New Jersey earthquake shocks Philadelphia community | The Triangle

New Jersey earthquake shocks Philadelphia community

Photo by Kasey Shamis | The Triangle

People all across the Philadelphia region felt the ground shake on Friday, April 5 at approximately 10:23 a.m., wondering if they felt a real earthquake. 

A 4.8 magnitude earthquake struck Hunterdon County, NJ. Shaking was felt across the Northeast region of the U.S. including Philadelphia, Boston, New York and Vermont, confirmed  the U.S. Geological Service. Located just three miles northeast of Lebanon, NJ, no injuries or damage have been reported as of the afternoon. 

Approximately an hour after the impact, Drexel released an alert to the university announcing the earthquake and advising students to keep safe in the event of aftershocks. A second alert was sent out an hour later. “URGENT Update to Earthquake No injuries or damages reported,” it said. 

Drexel University student Nexida Sanchez said she felt the shaking and immediately knew that it was an earthquake.

“I was sitting in my dorm bed studying and I felt the shake. … My roommate looked at me and … we both were in shock because earthquakes don’t really happen in Philly,” she said. 

Her family also felt the shaking at Temple University and in Northeast Philadelphia. 

Port Authority Transit Corporation announced that they temporarily suspended service as they inspected the line to ensure that no damage was caused as a result of the earthquake. They have since resumed all services. All SEPTA regional rail, Broad Street Local, Market Frankford Line and buses are running according to their normal schedule. 

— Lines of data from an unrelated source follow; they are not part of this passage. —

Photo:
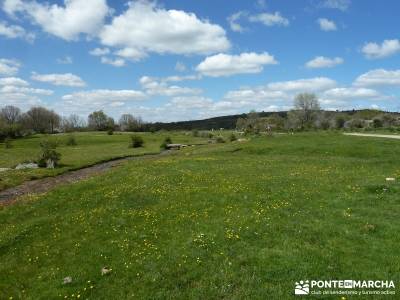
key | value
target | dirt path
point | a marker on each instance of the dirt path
(388, 136)
(43, 185)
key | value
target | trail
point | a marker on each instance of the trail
(388, 136)
(46, 184)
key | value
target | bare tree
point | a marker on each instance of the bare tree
(306, 109)
(10, 114)
(128, 122)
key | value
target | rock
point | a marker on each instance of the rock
(67, 280)
(105, 270)
(27, 166)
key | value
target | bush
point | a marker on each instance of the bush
(220, 140)
(7, 143)
(49, 157)
(136, 141)
(71, 141)
(167, 141)
(232, 137)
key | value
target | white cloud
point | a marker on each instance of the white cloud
(270, 19)
(326, 25)
(180, 67)
(118, 62)
(67, 60)
(99, 51)
(131, 54)
(148, 28)
(303, 85)
(324, 62)
(387, 48)
(233, 21)
(13, 81)
(99, 97)
(342, 5)
(227, 65)
(351, 93)
(66, 79)
(191, 102)
(9, 67)
(379, 77)
(15, 31)
(154, 86)
(75, 17)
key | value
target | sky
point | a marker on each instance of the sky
(172, 60)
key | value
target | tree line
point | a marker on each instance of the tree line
(15, 123)
(305, 115)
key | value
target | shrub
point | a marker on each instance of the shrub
(166, 141)
(7, 143)
(49, 157)
(232, 137)
(71, 141)
(136, 141)
(220, 139)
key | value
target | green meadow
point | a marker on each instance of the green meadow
(238, 220)
(91, 148)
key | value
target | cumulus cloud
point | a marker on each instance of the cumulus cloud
(268, 19)
(233, 21)
(66, 79)
(227, 65)
(326, 25)
(342, 5)
(98, 97)
(324, 62)
(379, 77)
(9, 67)
(154, 86)
(15, 31)
(387, 48)
(117, 62)
(67, 60)
(148, 28)
(99, 51)
(14, 81)
(75, 17)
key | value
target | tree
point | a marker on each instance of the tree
(41, 120)
(72, 123)
(306, 108)
(128, 122)
(98, 120)
(10, 114)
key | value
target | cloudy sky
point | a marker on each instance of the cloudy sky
(171, 60)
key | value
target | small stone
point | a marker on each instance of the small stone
(27, 166)
(105, 270)
(67, 280)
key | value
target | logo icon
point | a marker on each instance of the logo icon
(302, 288)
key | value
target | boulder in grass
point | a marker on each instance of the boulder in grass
(67, 280)
(26, 166)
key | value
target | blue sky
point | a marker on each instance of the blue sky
(181, 60)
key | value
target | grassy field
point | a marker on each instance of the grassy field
(91, 148)
(225, 221)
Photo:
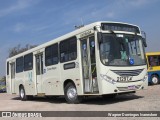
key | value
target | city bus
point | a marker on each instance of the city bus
(153, 63)
(98, 59)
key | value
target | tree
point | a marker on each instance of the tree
(18, 49)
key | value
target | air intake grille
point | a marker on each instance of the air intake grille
(128, 72)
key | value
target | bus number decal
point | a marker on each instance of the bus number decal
(124, 78)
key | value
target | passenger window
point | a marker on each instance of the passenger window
(51, 55)
(68, 50)
(19, 65)
(28, 62)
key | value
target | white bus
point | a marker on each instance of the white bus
(102, 58)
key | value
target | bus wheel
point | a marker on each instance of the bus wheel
(70, 92)
(22, 94)
(154, 79)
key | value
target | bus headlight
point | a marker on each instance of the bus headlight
(108, 79)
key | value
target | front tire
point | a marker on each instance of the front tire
(154, 80)
(71, 95)
(22, 94)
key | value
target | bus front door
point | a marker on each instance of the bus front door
(12, 77)
(89, 65)
(39, 72)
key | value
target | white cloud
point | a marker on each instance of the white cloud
(18, 5)
(19, 27)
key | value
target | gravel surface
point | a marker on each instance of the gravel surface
(145, 100)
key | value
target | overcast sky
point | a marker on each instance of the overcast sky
(37, 21)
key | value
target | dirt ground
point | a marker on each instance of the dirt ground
(144, 100)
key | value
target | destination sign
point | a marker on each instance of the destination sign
(120, 27)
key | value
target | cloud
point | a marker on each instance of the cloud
(19, 27)
(19, 5)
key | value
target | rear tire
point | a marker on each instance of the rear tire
(154, 80)
(71, 96)
(22, 94)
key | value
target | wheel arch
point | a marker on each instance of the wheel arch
(68, 81)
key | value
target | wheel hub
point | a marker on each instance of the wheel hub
(72, 93)
(154, 80)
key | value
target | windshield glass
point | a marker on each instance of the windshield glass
(122, 50)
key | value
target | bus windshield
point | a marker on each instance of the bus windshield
(122, 50)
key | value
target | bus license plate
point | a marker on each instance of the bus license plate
(132, 87)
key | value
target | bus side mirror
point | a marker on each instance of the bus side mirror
(100, 37)
(144, 38)
(144, 42)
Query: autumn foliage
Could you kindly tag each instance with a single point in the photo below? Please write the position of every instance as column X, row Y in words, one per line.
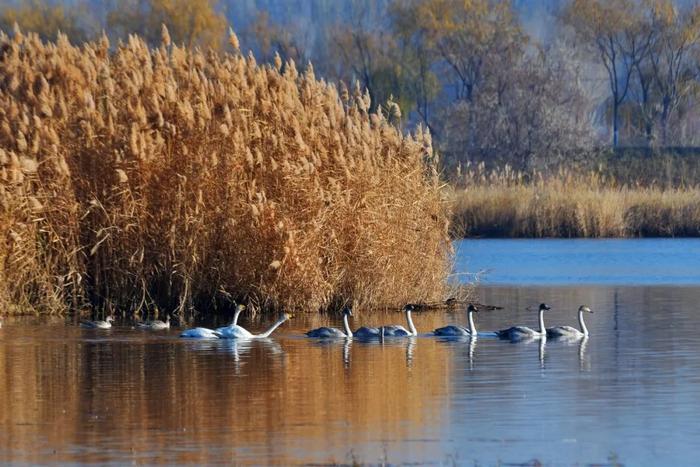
column 134, row 178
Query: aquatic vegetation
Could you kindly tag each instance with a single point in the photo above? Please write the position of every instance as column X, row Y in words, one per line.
column 507, row 203
column 182, row 179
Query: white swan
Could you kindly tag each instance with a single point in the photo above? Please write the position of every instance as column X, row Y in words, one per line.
column 155, row 325
column 106, row 324
column 201, row 333
column 239, row 310
column 326, row 332
column 237, row 332
column 523, row 332
column 568, row 331
column 456, row 330
column 392, row 330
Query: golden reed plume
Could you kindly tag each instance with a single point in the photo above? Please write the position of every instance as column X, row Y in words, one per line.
column 182, row 179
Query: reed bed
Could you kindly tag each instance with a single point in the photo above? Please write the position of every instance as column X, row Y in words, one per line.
column 507, row 203
column 178, row 180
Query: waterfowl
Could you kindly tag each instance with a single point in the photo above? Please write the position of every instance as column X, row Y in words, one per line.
column 238, row 332
column 155, row 325
column 456, row 330
column 98, row 324
column 392, row 330
column 239, row 310
column 201, row 333
column 570, row 332
column 523, row 332
column 326, row 332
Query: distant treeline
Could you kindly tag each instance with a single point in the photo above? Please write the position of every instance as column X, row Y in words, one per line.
column 610, row 73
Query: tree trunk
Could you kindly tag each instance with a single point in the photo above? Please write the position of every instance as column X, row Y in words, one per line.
column 615, row 128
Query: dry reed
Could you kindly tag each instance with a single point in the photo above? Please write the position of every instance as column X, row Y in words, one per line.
column 506, row 203
column 177, row 179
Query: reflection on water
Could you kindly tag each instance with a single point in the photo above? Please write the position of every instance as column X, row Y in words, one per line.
column 122, row 396
column 582, row 261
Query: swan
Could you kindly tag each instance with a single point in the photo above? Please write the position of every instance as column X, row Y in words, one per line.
column 155, row 325
column 523, row 332
column 237, row 332
column 239, row 310
column 392, row 330
column 201, row 333
column 456, row 330
column 326, row 332
column 106, row 324
column 568, row 331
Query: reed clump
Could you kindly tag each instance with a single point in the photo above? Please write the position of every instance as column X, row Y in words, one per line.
column 507, row 203
column 178, row 179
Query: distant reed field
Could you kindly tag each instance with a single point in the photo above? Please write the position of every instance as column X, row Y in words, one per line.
column 507, row 203
column 178, row 179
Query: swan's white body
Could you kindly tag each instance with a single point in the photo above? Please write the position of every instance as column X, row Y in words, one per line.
column 523, row 332
column 330, row 333
column 156, row 325
column 570, row 332
column 106, row 324
column 235, row 331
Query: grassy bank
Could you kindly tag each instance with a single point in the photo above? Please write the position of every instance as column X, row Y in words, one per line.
column 168, row 178
column 504, row 203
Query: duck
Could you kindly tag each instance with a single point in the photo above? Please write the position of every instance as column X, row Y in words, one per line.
column 392, row 330
column 326, row 332
column 98, row 324
column 155, row 325
column 235, row 331
column 571, row 332
column 523, row 332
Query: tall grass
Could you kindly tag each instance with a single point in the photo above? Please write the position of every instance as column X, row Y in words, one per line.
column 177, row 179
column 507, row 203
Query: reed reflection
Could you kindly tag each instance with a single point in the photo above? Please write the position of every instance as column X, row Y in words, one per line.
column 135, row 396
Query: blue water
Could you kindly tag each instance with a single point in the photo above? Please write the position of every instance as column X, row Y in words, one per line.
column 627, row 395
column 554, row 262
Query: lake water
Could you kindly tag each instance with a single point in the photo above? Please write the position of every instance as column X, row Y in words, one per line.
column 630, row 394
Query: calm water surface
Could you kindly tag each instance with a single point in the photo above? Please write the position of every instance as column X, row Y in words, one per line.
column 628, row 394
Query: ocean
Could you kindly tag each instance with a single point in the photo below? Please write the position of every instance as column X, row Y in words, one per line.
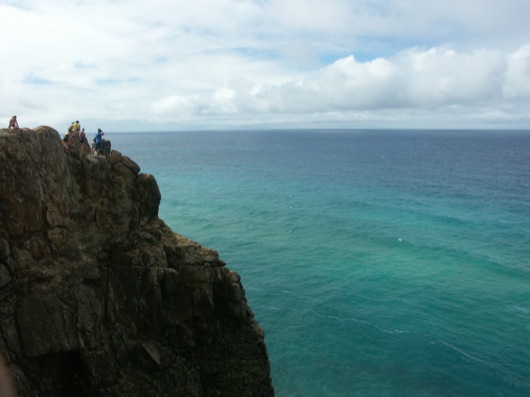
column 378, row 262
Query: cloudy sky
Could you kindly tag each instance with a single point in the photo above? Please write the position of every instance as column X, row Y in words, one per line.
column 137, row 65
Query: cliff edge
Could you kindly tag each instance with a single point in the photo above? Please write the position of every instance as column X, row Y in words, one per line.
column 98, row 297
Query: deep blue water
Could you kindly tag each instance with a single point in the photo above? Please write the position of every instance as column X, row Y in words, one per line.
column 379, row 263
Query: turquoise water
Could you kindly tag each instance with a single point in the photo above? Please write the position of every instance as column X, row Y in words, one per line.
column 379, row 263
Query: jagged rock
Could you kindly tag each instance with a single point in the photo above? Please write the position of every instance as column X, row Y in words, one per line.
column 99, row 297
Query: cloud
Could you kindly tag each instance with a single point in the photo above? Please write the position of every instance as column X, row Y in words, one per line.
column 215, row 63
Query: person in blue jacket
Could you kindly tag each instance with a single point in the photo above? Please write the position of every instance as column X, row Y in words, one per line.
column 99, row 140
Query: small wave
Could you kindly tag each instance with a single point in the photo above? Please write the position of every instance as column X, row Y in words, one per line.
column 463, row 353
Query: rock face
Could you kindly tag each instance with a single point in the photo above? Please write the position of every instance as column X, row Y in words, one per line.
column 98, row 297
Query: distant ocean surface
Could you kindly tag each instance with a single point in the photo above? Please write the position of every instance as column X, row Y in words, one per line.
column 379, row 263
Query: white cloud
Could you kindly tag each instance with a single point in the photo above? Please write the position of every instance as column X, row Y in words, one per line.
column 215, row 63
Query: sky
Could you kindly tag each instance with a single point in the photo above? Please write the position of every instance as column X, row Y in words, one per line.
column 167, row 65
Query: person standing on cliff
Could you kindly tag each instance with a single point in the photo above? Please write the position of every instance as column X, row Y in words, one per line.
column 77, row 126
column 99, row 140
column 13, row 123
column 82, row 136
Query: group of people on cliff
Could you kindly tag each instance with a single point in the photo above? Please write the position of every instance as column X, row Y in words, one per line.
column 76, row 132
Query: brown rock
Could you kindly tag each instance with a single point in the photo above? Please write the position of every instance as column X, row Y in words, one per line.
column 100, row 297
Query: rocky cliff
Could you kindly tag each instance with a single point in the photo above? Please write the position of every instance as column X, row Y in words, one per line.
column 98, row 297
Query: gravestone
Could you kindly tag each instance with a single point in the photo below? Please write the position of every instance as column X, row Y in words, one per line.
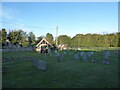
column 84, row 57
column 105, row 60
column 60, row 56
column 89, row 54
column 64, row 53
column 41, row 65
column 94, row 60
column 81, row 53
column 34, row 62
column 76, row 56
column 107, row 53
column 116, row 52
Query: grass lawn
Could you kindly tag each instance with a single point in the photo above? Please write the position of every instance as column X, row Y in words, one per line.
column 68, row 74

The cause of the earthquake was attributed to The Ramapo Fault. Initially considered mostly inactive, it stems from the Appalachian Mountains and spans over 185 miles through Pennsylvania, New York and New Jersey. 

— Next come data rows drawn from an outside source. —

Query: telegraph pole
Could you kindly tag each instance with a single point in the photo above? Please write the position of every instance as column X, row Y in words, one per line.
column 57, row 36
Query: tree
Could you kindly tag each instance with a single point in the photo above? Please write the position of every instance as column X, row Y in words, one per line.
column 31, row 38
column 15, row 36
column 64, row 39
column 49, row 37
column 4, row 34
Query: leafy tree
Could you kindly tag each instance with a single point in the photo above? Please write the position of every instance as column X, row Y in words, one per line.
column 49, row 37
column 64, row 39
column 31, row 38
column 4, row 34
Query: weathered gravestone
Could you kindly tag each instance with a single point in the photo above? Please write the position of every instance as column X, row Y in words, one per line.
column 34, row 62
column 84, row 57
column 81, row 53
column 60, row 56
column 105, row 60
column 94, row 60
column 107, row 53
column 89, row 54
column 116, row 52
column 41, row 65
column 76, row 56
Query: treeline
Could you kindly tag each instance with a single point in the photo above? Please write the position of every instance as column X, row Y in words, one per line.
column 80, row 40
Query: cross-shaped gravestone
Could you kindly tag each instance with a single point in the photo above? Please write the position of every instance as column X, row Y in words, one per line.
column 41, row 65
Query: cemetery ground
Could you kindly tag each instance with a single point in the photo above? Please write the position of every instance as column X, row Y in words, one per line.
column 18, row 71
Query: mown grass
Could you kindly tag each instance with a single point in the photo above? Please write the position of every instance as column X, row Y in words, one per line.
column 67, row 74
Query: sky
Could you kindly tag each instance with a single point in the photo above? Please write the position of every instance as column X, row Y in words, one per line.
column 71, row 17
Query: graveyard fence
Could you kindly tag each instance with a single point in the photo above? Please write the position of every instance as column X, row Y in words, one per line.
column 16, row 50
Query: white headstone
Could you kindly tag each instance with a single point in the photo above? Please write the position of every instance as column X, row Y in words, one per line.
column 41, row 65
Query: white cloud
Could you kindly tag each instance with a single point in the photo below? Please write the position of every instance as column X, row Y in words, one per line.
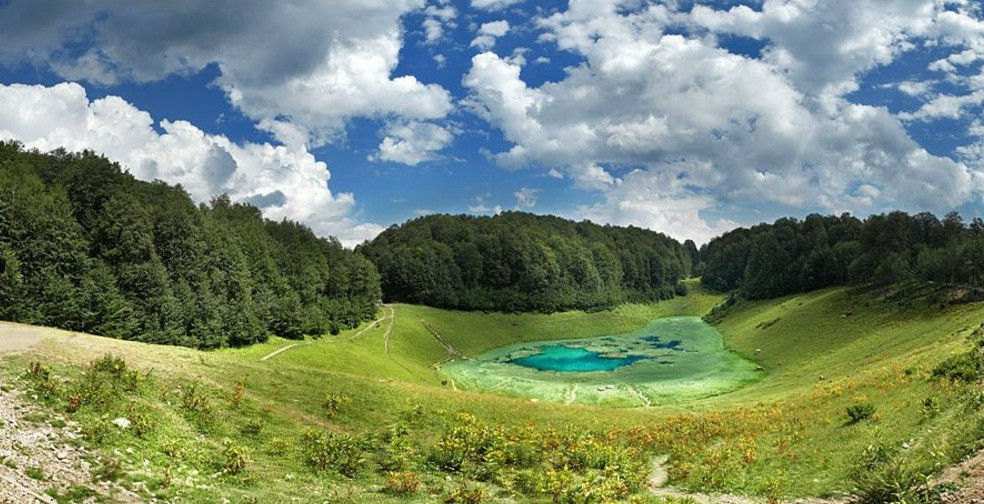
column 319, row 63
column 713, row 127
column 915, row 88
column 945, row 107
column 412, row 143
column 493, row 5
column 481, row 205
column 287, row 182
column 641, row 200
column 488, row 33
column 526, row 198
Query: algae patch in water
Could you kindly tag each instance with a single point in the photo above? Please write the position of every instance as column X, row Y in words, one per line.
column 668, row 360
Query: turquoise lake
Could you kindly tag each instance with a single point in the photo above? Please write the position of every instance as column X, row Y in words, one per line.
column 567, row 359
column 667, row 360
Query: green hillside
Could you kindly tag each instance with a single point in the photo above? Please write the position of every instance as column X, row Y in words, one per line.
column 362, row 416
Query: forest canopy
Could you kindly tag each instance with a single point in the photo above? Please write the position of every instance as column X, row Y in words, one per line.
column 791, row 255
column 85, row 246
column 518, row 261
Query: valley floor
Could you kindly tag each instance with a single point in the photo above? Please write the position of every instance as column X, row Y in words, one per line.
column 238, row 424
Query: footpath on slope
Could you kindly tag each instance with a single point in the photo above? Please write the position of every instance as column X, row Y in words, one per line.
column 366, row 329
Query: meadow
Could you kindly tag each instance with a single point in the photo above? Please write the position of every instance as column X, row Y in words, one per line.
column 848, row 403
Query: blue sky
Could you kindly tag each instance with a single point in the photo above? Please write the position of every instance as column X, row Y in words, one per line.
column 687, row 117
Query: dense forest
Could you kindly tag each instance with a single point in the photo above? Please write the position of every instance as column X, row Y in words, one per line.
column 84, row 246
column 517, row 261
column 790, row 255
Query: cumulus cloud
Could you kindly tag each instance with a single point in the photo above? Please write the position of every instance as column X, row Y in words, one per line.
column 488, row 33
column 412, row 143
column 642, row 199
column 319, row 64
column 706, row 126
column 493, row 5
column 284, row 181
column 526, row 198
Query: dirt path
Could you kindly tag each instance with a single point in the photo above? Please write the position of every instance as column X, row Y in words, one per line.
column 29, row 448
column 389, row 329
column 369, row 327
column 658, row 477
column 452, row 351
column 279, row 351
column 969, row 477
column 17, row 338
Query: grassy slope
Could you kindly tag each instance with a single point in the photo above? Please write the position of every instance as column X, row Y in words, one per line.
column 786, row 431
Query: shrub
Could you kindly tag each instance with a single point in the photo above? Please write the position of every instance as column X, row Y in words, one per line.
column 681, row 289
column 195, row 401
column 110, row 364
column 334, row 402
column 338, row 452
column 251, row 429
column 965, row 367
column 467, row 494
column 402, row 483
column 278, row 446
column 859, row 411
column 880, row 477
column 41, row 381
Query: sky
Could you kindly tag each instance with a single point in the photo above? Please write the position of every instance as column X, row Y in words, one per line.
column 687, row 117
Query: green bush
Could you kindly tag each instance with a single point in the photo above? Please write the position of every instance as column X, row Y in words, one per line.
column 329, row 451
column 860, row 411
column 110, row 364
column 965, row 367
column 402, row 483
column 235, row 458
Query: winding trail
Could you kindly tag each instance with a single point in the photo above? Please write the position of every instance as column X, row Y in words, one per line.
column 452, row 351
column 280, row 351
column 371, row 325
column 389, row 329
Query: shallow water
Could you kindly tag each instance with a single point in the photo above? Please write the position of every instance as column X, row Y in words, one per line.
column 668, row 360
column 568, row 359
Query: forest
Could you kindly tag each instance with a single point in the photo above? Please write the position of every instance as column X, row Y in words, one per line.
column 518, row 261
column 85, row 246
column 790, row 255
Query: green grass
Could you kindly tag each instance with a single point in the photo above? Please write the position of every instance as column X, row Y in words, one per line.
column 241, row 434
column 701, row 368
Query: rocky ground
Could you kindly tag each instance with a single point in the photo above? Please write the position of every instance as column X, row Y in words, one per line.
column 969, row 477
column 40, row 456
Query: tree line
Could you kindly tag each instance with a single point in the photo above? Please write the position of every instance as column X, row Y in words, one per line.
column 790, row 255
column 85, row 246
column 518, row 261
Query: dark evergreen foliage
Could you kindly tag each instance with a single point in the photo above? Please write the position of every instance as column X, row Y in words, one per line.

Friday morning’s earthquake was caused by bedrock shifts and slides in the Ramapo Fault,” said retired astronomy and geology Suffolk County Community College professor George Lomaga. 

Earthquakes such as this one can occur every 10 to 20 years due to the Ramapo Fault line movements. The shaking imitates a ripple-like motion that is “caused when throwing a stone in the water,” said Lomaga. Therefore, geographically, an earthquake was expected to occur soon.  

Philadelphia’s last earthquake was in August 2011. A 5.8 magnitude earthquake struck near Richmond, Virginia. Despite the location of the earthquake being hundreds of miles away, Philadelphia felt the ground tremble. The city faced minimal physical damage but significant emotional shock. The Independence Blue Cross building suffered a shattered glass pane but no injuries were reported as a result of the earthquake. 

The 2011 Virginia earthquake was felt in over a dozen states and originated in the Piedmont region in the Virginia Seismic Zone. The earthquake’s epicenter was between the Spotsylvania fault and the Chopawamsic fault. The public speculated whether the earthquake could have been caused by fracking. 

In response to the 2024 earthquake, staff and officials evacuated Philadelphia City Hall but returned shortly after while several flights were delayed at the Philadelphia International Airport. No injuries or damage were reported in Philadelphia as of 3:00 p.m. on Friday April 5, according to Mayor Cherelle Parker.